Biography of J. N. Bringham of Colfax Township, Iowa

J. N. Bringham is a self-made man and from the age of thirteen years has been dependent upon his own resources, fighting courageously the battles of life and coming off conqueror in the strife. He dates his residence in Dallas county from 1860 and now makes his home on a farm on section 21, Colfax township, where he has a good tract of land, well improved. He was born in Tippecanoe county, Indiana, about three miles west of the old battleground where General William Henry Harrison fought the Indians in the war of 1812. Mr. Bringham’s natal year war 1833. His father, Jesse Bringham, was a native of Virginia and established his home in Indiana during the pioneer epoch in its early history. He followed the occupation of farming and after living for some time in the Hoosier state he came to Iowa, spending his last days in Cedar county. He married Miss Rachel Mulholland, who was a native of Ohio and died in Linn county, Iowa, during the early boyhood of her son, J. N. Bringham.

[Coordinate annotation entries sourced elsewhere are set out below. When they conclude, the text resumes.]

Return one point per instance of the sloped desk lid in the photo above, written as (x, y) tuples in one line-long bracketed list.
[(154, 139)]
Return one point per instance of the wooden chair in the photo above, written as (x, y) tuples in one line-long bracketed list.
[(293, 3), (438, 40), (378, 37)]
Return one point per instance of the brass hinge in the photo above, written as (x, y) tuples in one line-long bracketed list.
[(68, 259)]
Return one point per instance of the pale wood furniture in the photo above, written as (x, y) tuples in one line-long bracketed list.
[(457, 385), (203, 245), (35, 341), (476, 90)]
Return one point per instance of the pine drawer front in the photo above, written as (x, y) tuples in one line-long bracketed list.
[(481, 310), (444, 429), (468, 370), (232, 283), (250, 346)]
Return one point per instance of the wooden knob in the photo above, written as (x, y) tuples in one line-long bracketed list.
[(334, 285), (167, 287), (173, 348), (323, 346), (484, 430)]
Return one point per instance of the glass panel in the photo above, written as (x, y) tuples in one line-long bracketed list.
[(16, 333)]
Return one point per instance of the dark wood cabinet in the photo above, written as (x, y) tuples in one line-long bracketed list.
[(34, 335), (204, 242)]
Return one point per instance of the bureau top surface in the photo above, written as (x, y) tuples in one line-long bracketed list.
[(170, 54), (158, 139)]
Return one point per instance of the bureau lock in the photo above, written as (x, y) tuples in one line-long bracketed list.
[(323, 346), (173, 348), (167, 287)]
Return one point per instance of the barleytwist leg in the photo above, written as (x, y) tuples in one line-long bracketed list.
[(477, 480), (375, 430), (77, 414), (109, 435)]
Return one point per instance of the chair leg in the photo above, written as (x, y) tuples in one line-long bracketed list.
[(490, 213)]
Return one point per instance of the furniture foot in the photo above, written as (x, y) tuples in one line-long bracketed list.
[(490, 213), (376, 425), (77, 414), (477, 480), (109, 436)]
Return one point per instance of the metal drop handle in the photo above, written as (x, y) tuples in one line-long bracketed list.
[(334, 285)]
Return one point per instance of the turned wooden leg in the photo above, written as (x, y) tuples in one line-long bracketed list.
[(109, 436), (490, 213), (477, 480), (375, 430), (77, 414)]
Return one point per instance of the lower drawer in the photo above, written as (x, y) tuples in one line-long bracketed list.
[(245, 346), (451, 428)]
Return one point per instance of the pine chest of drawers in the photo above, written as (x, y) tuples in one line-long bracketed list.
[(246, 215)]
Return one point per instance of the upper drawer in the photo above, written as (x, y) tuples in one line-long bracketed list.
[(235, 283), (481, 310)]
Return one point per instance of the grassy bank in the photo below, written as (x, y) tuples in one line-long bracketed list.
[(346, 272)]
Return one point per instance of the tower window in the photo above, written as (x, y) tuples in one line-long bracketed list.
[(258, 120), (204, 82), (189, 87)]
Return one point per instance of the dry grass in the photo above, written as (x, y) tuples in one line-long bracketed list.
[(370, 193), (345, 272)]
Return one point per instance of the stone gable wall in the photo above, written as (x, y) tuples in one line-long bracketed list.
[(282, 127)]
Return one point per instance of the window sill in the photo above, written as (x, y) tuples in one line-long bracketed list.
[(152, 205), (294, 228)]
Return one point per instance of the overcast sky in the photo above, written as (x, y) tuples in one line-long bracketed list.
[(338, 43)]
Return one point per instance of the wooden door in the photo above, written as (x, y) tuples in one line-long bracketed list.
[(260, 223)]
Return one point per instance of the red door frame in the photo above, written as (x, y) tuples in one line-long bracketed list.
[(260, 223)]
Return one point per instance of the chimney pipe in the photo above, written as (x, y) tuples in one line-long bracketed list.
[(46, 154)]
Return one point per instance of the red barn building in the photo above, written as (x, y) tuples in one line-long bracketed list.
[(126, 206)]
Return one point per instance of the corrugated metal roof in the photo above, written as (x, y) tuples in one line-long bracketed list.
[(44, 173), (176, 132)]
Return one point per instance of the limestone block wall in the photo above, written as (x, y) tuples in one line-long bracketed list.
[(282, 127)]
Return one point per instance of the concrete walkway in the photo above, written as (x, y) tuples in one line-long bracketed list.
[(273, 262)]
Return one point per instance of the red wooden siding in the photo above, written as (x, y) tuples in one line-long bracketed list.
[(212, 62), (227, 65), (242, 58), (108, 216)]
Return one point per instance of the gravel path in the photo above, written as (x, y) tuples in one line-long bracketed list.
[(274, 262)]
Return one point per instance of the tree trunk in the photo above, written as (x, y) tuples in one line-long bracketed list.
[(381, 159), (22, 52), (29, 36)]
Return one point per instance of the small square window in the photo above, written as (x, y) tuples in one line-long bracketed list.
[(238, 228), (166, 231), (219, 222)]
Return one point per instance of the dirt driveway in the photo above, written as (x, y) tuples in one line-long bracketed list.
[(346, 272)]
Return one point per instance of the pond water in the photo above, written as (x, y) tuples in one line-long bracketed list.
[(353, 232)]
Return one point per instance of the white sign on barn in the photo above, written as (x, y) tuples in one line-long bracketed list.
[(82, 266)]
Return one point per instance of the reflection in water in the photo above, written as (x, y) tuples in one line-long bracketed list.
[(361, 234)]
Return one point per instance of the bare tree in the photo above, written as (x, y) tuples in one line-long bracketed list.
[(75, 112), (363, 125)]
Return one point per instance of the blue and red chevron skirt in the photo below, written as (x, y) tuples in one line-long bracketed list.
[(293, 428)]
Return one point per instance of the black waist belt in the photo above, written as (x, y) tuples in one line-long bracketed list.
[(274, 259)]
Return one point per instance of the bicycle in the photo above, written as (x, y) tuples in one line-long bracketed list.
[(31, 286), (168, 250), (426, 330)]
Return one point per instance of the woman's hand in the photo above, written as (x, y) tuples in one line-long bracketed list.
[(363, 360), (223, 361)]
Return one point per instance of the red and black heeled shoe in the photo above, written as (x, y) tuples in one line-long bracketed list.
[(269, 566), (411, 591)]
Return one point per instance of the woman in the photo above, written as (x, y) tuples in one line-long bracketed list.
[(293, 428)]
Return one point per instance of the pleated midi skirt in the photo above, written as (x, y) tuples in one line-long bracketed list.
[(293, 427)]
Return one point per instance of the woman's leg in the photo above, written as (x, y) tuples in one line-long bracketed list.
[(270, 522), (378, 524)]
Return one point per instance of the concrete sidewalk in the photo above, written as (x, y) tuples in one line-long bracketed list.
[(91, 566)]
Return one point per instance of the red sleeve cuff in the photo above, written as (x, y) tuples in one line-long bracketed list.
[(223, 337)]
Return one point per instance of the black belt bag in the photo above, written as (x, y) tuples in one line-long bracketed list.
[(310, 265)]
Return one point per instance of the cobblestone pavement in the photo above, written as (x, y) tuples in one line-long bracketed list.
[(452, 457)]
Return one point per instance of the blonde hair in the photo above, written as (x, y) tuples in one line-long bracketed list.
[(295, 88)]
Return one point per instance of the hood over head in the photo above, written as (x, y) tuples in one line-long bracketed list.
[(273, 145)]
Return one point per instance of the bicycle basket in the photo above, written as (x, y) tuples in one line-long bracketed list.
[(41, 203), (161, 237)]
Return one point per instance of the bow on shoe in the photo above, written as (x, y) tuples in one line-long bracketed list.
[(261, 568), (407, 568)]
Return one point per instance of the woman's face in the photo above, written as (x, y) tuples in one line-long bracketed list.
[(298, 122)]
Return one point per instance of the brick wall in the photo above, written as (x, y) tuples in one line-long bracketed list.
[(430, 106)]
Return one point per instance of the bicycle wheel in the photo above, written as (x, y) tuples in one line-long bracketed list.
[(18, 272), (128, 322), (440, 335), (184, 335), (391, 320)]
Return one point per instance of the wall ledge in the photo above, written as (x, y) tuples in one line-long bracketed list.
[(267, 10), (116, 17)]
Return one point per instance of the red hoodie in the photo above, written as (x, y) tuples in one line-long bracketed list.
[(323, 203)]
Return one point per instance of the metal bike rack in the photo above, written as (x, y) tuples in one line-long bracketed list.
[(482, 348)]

J. N. Bringham was reared on a farm and since the age of thirteen years has been dependent upon his own resources and labors for a living. He early developed a spirit of self-reliance and realizing that success has its basis in untiring industry he has worked persistently and energetically throughout the intervening years. He was first employed at farm labor near Peoria and then came to Iowa, while subsequently he went to California. At a later day he returned to Illinois by the old route, sailing from San Francisco and crossing the isthmus of Panama. Many experiences came to him in his journeyings and during the period of his residence in the far west where conditions of early mining excitement prevailed. In 1860 he made a permanent location in Dallas county, where he purchased forty acres of land. He built a house, improved the land and lived upon that place for a number of years, it being situated near Kennedy station. He they sold that farm and bought one hundred and sixty acres on section 21, Colfax township, where he has since lived. He has made this a good farm property, equipped with all modern conveniences and accessories. He has divided the place into fields of good size by well kept fences and has brought his land under it high state of cultivation, raising the cereals best adapted to soil and climate.

Mr. Bringham has been married three times. In 1862 he wedded Miss Lucinda Farlow, from whom he secured a legal separation. After the death of his second wife he married Miss Lucy McGee and they are now pleasantly located on the farm. There were four children by his first marriage. Flora, wife of Whaley Morris, who is living in Colfax township; Mary, wife of Elmer Clark, of Spirit Lake, Iowa.; Willis, a resident farmer of Minnesota; and Olive May, wife of Edward Noland.

For a quarter of a century Mr. Bringham has been a member of the Methodist church, in which he has served as trustee for a number of years. In politics he was a democrat in early manhood and afterward became a greenbacker but takes little interest in politics and for seven years has not voted. In community affairs he is interested to the extent of giving his support and cooperation to many movements for the public good. As architect of his own fortunes he has built wisely and well and his life record clearly illustrates what can be accomplished by determined and earnest purpose. Though he has reached the age of seventy-four years he does not live in reminiscences and his look is still forward. If his work has been less spectacular than in the political field it has been none the less essential and none the less important and he is classed with the valued residents of his community.

Source

Wood, Robert F., Past and Present of Dallas County, Iowa, Chicago, IL: S. J. Clarke Publishing Company, 1907.